This distinction helps explain why patient-centered frameworks alone may fail to prevent the type of communication breakdown illustrated in the vignette. While patient-centered care emphasizes respect for patient preferences, it does not necessarily require providers or systems to attend to timing, emotional readiness, relational continuity, or the impact of power asymmetries at moments of crisis. Relationship-centered care explicitly includes these elements, making it better suited to address communication failures that carry profound psychological, ethical, and social consequences [2,5].
While relationship-centered care clarifies what is missing from prevailing models, it offers limited guidance for how communication should unfold in moments of acute vulnerability when patients are receiving life-altering diagnoses, processing fear or shock, or navigating decisions that will shape the rest of their lives. RCC's emphasis on relational continuity, mutual respect, and shared meaning-making is the right foundation for these moments, but the framework does not translate these values into specific communication behaviors that providers can use when patients are emotionally overwhelmed or physiologically activated. Trauma- informed approaches address this gap by offering concrete principles safety, transparency, collaboration, and empowerment, among others that operationalize relational values into observable practices. The next section examines how trauma-informed communication extends and grounds the relational commitments of RCC, particularly in the moments when patients most need them.
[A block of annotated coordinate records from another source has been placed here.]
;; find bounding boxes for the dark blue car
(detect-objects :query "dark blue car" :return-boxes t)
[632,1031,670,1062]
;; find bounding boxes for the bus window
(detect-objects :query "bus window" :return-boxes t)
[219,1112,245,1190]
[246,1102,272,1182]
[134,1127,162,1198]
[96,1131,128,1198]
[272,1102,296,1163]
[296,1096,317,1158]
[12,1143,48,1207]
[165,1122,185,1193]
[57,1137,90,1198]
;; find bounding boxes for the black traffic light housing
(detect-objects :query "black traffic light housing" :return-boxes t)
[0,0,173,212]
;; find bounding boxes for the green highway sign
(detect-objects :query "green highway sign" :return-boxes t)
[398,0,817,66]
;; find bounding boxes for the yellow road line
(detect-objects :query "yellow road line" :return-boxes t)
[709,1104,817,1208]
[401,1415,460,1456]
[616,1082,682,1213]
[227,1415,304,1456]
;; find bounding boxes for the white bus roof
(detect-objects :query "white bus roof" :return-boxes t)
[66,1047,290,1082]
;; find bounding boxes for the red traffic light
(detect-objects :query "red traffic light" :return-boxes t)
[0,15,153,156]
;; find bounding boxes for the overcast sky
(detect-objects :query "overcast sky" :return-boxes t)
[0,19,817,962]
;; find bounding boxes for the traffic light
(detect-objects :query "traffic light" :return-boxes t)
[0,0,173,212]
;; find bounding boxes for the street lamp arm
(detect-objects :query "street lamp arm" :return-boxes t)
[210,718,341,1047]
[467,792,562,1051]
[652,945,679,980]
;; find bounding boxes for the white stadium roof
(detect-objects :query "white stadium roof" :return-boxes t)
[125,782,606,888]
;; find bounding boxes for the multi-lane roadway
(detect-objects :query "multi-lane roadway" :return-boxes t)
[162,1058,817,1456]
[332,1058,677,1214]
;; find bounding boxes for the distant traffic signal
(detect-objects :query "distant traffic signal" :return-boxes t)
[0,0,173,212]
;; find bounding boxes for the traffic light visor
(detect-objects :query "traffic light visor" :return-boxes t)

Relationship-centered care (RCC) provides a compelling conceptual framework for understanding medical communication as a relational process rather than a transactional exchange. However, RCC alone does not fully specify how providers and systems should communicate in contexts of vulnerability, fear, and physiological threat conditions that are common in medical environments and nearly universal when serious diagnoses are delivered. For this reason, we argue that RCC should be explicitly underpinned by trauma-informed communication.
Trauma-informed care (TIC) is a framework that recognizes the widespread prevalence of trauma in patient populations and structures clinical practice to minimize the risk of re-traumatization [12]. It is best understood as a universal precautions approach applied to all patients regardless of disclosed trauma history rather than as a treatment for diagnosed trauma-related conditions [13]. This distinguishes TIC from trauma-focused or trauma-specific therapies, which directly treat the consequences of trauma; TIC instead reorients the broader environment in which all care is delivered.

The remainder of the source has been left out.